I asked them what food they actually are more comfortable with. “Well, now, Asian food,” Shannelle says.

From then on, their Asian cuisines received high praise, taking them as far as the top nine.

Shannelle, 23, was a North Shore private school girl, born and raised in Sydney by Indonesian parents. Uel, 25, was born in Singapore to missionaries and spent half his life in Tasmania and Spain before moving to Western Sydney 10 years ago.

As embodied through their lemongrass soufflé and Uel’s recent photography exhibition, the “Modern Australian” is from a variety of ethnicities and backgrounds.

“We thought we’d be able to break out of the mould and cook a variety of different things but I guess on a whole, even looking back on the journey, our Asian food was received a lot, lot better,” Shannelle says.

Uel agrees. “I think after a while, you’re kind of afraid of cooking anything but Asian food because you’re not sure if they’re going to take it well and Asian food just seems to work.”

This expectation seemed to weigh heaviest upon Shannelle and Uel.
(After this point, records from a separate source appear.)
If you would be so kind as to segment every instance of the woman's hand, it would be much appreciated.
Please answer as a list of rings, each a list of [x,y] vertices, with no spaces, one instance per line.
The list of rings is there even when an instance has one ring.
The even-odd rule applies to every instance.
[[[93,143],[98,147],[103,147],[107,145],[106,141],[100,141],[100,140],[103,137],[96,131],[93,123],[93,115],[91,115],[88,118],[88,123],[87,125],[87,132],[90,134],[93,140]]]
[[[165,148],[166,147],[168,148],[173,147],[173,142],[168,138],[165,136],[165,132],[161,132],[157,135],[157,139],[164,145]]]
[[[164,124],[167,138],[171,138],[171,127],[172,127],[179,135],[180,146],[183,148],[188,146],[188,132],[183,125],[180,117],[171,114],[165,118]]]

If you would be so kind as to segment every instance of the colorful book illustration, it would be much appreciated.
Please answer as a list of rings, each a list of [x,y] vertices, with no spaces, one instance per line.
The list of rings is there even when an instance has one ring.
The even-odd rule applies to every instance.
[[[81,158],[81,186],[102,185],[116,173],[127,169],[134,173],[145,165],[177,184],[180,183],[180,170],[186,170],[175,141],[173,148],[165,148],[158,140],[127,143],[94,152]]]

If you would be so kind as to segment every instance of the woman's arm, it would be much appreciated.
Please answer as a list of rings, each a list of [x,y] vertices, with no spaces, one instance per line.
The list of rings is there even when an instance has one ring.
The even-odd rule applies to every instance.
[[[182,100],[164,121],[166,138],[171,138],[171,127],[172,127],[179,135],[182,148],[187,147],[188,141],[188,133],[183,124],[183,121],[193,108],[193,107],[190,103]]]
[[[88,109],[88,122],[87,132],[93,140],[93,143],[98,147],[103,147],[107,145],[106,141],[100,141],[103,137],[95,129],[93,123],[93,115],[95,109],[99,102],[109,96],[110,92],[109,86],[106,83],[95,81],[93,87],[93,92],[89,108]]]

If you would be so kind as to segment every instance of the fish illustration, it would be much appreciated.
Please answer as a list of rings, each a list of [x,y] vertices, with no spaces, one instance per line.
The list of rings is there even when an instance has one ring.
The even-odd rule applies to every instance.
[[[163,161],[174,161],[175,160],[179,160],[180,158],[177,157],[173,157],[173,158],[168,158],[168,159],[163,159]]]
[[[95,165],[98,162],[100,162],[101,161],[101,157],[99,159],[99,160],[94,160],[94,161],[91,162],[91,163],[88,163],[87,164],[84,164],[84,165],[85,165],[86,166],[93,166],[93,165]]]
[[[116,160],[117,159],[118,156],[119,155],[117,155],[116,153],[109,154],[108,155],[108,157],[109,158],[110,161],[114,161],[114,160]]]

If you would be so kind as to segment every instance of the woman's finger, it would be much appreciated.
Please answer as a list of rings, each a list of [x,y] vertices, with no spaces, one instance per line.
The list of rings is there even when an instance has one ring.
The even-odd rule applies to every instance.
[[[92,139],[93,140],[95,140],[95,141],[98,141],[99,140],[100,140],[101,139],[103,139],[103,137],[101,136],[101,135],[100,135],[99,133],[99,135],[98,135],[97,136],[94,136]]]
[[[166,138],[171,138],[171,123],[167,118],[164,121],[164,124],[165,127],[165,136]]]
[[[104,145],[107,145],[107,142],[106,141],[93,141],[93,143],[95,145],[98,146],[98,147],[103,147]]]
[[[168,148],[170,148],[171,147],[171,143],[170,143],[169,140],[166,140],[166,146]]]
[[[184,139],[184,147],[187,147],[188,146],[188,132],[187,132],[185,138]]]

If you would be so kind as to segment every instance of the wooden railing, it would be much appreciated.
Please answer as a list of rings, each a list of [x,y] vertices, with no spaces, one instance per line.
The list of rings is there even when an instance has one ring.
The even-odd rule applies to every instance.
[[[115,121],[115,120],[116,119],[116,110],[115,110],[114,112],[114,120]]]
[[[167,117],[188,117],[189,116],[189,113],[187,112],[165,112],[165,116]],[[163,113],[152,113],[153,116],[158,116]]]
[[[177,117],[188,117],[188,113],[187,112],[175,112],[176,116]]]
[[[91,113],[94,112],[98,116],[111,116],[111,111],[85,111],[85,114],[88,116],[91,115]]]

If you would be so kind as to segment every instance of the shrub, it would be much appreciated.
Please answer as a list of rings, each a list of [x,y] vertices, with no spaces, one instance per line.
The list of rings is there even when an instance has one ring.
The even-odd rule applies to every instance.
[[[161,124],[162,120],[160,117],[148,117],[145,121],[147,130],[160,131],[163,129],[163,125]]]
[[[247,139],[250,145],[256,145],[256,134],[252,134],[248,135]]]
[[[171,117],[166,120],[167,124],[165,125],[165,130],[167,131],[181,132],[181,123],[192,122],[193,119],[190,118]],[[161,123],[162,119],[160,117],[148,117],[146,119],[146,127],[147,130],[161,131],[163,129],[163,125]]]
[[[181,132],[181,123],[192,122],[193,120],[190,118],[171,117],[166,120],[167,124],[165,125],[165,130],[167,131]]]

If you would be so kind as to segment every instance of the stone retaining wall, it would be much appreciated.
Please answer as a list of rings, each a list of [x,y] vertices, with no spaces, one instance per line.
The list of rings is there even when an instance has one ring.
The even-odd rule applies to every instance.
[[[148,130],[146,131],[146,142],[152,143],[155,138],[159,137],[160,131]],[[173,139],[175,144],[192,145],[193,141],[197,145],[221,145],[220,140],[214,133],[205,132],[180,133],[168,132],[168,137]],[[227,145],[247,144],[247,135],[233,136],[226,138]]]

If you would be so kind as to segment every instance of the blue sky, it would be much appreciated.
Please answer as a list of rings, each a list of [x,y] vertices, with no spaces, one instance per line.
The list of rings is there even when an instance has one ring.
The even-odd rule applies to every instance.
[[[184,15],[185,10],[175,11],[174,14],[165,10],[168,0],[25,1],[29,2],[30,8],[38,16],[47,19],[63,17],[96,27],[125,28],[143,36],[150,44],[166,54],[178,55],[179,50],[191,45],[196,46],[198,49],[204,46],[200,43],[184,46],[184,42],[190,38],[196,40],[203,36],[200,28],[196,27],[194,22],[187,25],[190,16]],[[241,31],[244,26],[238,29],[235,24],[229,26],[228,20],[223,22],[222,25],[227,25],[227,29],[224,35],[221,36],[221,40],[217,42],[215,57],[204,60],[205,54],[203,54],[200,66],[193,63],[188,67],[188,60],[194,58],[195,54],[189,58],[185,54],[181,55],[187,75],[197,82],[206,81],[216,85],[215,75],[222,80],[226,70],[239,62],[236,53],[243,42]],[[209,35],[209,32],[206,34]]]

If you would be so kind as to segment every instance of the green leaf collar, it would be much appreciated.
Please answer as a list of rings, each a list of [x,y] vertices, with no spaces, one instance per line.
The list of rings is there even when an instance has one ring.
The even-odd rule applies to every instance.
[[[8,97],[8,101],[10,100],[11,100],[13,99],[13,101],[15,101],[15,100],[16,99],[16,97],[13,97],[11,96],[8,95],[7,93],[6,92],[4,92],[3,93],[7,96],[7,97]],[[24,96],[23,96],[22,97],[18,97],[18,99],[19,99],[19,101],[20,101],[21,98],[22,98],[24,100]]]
No one assumed the Greek twins, Helena and Vikki, would cook Greek food. In fact, when they did, they were sometimes criticised for playing it safe. Similarly, no one ever questioned why the two Caucasian surfer dads, Paul and Blair, often decided to cook Balinese cuisine.

Shannelle and Uel, when asked why they think this was the case, share a long pause. “I don’t know,” Shannelle finally says. “I think the twins, no one really expected them to be the Greek twins that cook Greek food and because of that [lack of] expectation, people were like ‘Why are you always cooking Greek food?’ Because it’s not as blatantly obvious in terms of appearance and things like that maybe.”

Overall though, Shannelle and Uel loved being on the show. When Queensland contestant David asked early on why they weren’t cooking Japanese “Tem-pan-yaki”, they laughed it off. “I didn’t really feel offended by it by any short stint,” Uel says. He seems optimistic about Australia’s multiculturalism. “I think the racism, in Sydney particularly, has been broken down to an extent. Maybe not in the wider Australia but in Sydney particularly, I feel really comfortable calling myself Australian.”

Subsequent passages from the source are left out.